Otra cosa ocurre cuando la crítica es desplazada por la burla. En ese tránsito, el juicio sobre actos y decisiones es reemplazado por la construcción de un personaje. El error deja de ser circunstancial y se convierte en identidad. Ya no se discute lo que alguien hace, sino lo que alguien “es”. Y en ese giro, el adversario deja de ser interlocutor para transformarse en un objeto.
Este fenómeno encuentra terreno fértil en la lógica de las redes sociales. Lo ingenioso circula más rápido que lo reflexivo. La ironía se viraliza mejor que la argumentación. Como advirtió Umberto Eco, la expansión de la voz pública no ha venido necesariamente acompañada de mayor conocimiento y responsabilidad.

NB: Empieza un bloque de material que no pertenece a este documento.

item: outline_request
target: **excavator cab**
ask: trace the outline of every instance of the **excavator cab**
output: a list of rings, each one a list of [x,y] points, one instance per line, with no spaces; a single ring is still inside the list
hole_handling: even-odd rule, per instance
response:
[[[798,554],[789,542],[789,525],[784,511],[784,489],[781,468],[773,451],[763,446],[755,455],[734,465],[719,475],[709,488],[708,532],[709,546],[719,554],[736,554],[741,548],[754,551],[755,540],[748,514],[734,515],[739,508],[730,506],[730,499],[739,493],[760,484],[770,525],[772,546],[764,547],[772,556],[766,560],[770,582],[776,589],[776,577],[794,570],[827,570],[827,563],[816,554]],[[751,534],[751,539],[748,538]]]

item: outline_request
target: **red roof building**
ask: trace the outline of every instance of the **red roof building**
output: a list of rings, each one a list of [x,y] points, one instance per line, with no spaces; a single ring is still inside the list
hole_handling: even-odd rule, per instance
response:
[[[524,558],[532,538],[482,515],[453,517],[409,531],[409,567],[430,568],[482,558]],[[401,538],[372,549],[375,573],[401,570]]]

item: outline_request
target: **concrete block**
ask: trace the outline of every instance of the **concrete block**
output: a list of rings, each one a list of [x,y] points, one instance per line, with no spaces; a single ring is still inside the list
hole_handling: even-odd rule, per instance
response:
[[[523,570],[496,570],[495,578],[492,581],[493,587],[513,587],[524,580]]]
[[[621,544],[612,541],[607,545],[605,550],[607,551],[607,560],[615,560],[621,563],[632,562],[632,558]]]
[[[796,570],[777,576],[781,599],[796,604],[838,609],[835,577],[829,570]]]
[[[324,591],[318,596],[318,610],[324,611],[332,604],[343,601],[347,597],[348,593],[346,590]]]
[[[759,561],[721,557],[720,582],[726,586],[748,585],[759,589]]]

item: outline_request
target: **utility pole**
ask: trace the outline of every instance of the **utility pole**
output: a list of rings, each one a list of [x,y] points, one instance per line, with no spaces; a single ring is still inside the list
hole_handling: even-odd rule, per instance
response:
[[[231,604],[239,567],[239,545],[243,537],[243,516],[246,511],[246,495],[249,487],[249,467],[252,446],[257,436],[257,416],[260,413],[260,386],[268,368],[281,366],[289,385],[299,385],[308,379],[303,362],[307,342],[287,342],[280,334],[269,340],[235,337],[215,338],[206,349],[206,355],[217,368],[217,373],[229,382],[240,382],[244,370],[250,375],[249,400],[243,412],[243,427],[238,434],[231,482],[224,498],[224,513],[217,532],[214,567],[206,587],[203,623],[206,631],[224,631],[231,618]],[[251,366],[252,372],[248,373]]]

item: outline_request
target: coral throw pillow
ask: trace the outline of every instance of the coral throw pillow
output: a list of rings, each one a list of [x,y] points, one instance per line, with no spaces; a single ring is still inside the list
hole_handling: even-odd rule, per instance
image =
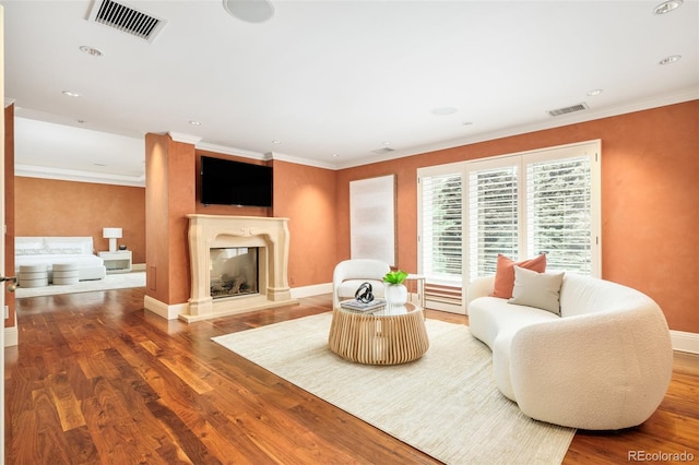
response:
[[[498,253],[498,264],[495,272],[495,286],[493,287],[493,297],[509,299],[512,297],[512,288],[514,287],[514,265],[544,273],[546,271],[546,255],[542,253],[535,259],[514,262],[501,253]]]

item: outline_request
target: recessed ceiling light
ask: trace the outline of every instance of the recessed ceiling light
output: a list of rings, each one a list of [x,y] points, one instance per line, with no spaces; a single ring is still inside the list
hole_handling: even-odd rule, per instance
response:
[[[223,8],[248,23],[263,23],[274,16],[274,5],[268,0],[223,0]]]
[[[91,47],[88,45],[83,45],[80,47],[80,51],[83,51],[87,55],[91,55],[93,57],[102,57],[104,53],[102,52],[102,50],[96,49],[95,47]]]
[[[682,58],[682,55],[673,55],[673,56],[663,58],[657,63],[659,64],[670,64],[670,63],[674,63],[676,61],[679,61],[680,58]]]
[[[684,0],[667,0],[659,4],[653,9],[653,13],[655,14],[665,14],[671,11],[679,8]]]
[[[433,115],[446,116],[446,115],[453,115],[458,110],[454,107],[439,107],[439,108],[433,109]]]

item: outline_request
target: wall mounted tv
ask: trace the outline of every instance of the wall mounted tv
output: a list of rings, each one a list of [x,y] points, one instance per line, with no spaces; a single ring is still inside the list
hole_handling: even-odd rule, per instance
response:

A esto se suma una dimensión particularmente relevante en el contexto actual: la política “sin filtros”. La eliminación de mediaciones —antes vistas como necesarias para ordenar, jerarquizar y dar densidad al discurso público— ha sido celebrada como sinónimo de autenticidad. Sin embargo, esa misma lógica puede derivar en una forma de precariedad política y discursiva. Cuando todo se dice en tiempo real, cuando la reacción sustituye a la reflexión y cuando la validación depende del aplauso inmediato, el resultado no es más democracia, sino más ruido.
En ese escenario, la burla no es un exceso accidental, es más bien un recurso estratégico eficaz de corto plazo. Simplifica, conecta emocionalmente y circula rápido. Pero claro, ello tiene un costo, porque al reemplazar la argumentación por la ridiculización, se debilita la capacidad de persuadir. Y una política que no persuade, sino que solo refuerza a los propios, es una política que renuncia a la construcción de mayorías.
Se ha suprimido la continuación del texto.